Department of Dermato-Oncology, VFN a 1. LF UK Praha, Prague, Czech
Republic, 20. Deptartment of Dermatology, University Hospital Tuebingen,
Tübingen, Germany

Background: Despite the efficacy of innovative treatments for metastatic
melanoma their high costs has led to disparities in cancer care among
different European countries. We analyzed the availability of these
innovative therapies in Europe, and estimated the number of patients
without access to first-line recommended treatment per current (ESMO,
EORTC/EADO) guidelines.

Methods: Web-based online survey was conducted in 34 oncology centers from
29 European countries with questions about the treatment schedules from 1st
May 2015-1st May 2016: number of metastatic melanoma patients, percentage
of patients treated with any of the new agents, data on registration and
reimbursement of innovative medicines and availability of clinical studies
for stage IV disease. Descriptive statistics were used to analyze the data.

Results: In Western European countries at least 70% of patients were
treated with innovative medicines, while in 41% of centers from Eastern and
SE Europe less than 10% of patients had an access. Recommended first-line
therapy for BRAF mutated metastatic melanoma, BRAFi+MEKi combination was
registered in 75% and fully reimbursed in 58% countries of Western Europe,
while in Eastern and SE Europe it was registered in 42% and reimbursed in
3/17 (18%) countries. First-line immunotherapy with any of the anti-PD1
antibodies was registered in Western Europe in every country while in
Eastern and SE Europe it was registered in 10/17 (59%), but reimbursed in
4/17 (23.5%) countries. Based on estimated total number of metastatic
melanoma patients and percentage of patients treated with innovative
therapies, it can be estimated that at least 5000 of patients in Eastern
and South-Eastern Europe do not have access to innovative treatments for
metastatic melanoma.

Conclusions: Great discrepancy exists in metastatic melanoma treatment
across Europe.

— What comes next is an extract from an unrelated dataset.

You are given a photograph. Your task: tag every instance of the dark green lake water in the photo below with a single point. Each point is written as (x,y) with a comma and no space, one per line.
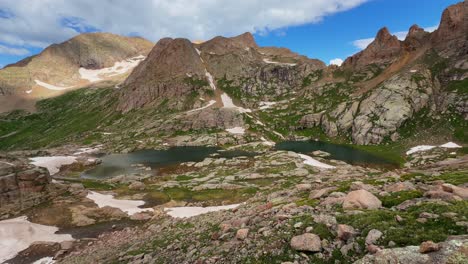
(118,164)
(338,152)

It is crucial to increase the awareness of national and
European policy makers, oncological societies, melanoma patient
associations and pharma industry.

*Additional contributors: Bylaite-Bucinskiene M, Zalaudek I, Maric-Brozic
J, Vieira R, Babovic N, Kukushkina M, Banjin M, Putnik K, Weinlich G,
Todorovic V, Kirov K, Risteski M, Ocvirk J, Ymeri A, Zhukavets A.

Legal entity responsible for the study: European Association of
Dermatooncology

Funding: European Association of Dermatooncology, but no funding was needed
for the study

Disclosure: All authors have declared no conflicts of interest.